Although I have suffered with my mental health since childhood it has never been as bad as it has these last 5 years.
My anxiety, ocd, overthinking and depression are at its worse and just getting worse each year.
All exacerbated by life events I have little control over. DS (now 18) had years of school anxiety, Mil and my beloved ddog were terminally ill and passed away and for the last 6 years my own mum has been suffering from Alzheimer’s and recently diagnosed with breast cancer. I care for my mum alongside my dad and sister as dad struggles. It really takes its toll on my sister and I despite getting some extra care in. All I think about atm is my parents and their struggles.
The stress over everything combined with my existing poor mental health and the inability to cope well with shitty life situations is having a detrimental knock on my physical health too. I’ve suffered from bad guts for 26 years and now I’m in an awful place with a constant bad tummy. Yesterday at my mum’s breast cancer follow up I had to rush out of the consultation room to go find a toilet as I had an unexpected attack of diarrhoea (never been caught short like that when out before so now I’m panicking even more and getting to the point I don’t want to leave the house).
I am in such a mess and now struggling with my job. I am PA for a disabled person. My life seems to be all about caring for others atm and making sure their lives are ok whilst my own is falling to pieces. I am constantly on edge, so depressed that I just want to sleep all the time and have just had enough.
I do all I can to reduce the ‘risks’ of poor mental health. I don’t drink or smoke, I walk every day, I listen to the calm app every day etc.

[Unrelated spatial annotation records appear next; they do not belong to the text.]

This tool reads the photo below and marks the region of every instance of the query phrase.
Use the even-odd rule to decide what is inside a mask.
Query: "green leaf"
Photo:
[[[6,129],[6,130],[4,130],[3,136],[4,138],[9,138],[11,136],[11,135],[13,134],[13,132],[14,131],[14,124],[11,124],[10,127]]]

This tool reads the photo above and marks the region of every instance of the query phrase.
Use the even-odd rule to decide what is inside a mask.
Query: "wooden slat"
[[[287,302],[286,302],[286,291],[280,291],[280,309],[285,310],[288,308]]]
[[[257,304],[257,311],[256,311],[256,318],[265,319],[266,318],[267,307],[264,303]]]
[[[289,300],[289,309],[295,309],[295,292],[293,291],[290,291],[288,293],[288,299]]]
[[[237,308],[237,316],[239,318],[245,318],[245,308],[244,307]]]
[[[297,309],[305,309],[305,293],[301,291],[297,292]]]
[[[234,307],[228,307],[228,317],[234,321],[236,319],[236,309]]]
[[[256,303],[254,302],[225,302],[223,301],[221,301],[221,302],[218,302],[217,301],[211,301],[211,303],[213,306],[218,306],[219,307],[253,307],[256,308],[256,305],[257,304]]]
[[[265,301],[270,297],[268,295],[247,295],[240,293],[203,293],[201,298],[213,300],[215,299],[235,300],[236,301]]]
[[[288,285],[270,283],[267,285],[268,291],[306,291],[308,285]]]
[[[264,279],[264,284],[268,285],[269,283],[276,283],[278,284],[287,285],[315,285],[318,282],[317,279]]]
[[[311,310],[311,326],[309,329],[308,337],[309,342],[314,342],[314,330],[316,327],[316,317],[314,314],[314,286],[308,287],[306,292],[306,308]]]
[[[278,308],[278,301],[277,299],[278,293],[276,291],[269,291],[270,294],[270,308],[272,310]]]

I need some meds, I don’t think I’ll get through the coming years of watching my mum succumb to such an awful disease without but the online reviews of antidepressants are putting me off. I know when anyone has a negative experience they will take to the internet and in general those enjoying life don’t bother to tell of their positive stories but I’m so scared. How on earth can I continue with my life if I’m trying to get through awful side effects such as more diarrhoea, headaches, feeling sick, sleepless nights and nightmares?
I don’t know what to do…..can anyone help reduce my fear of these meds?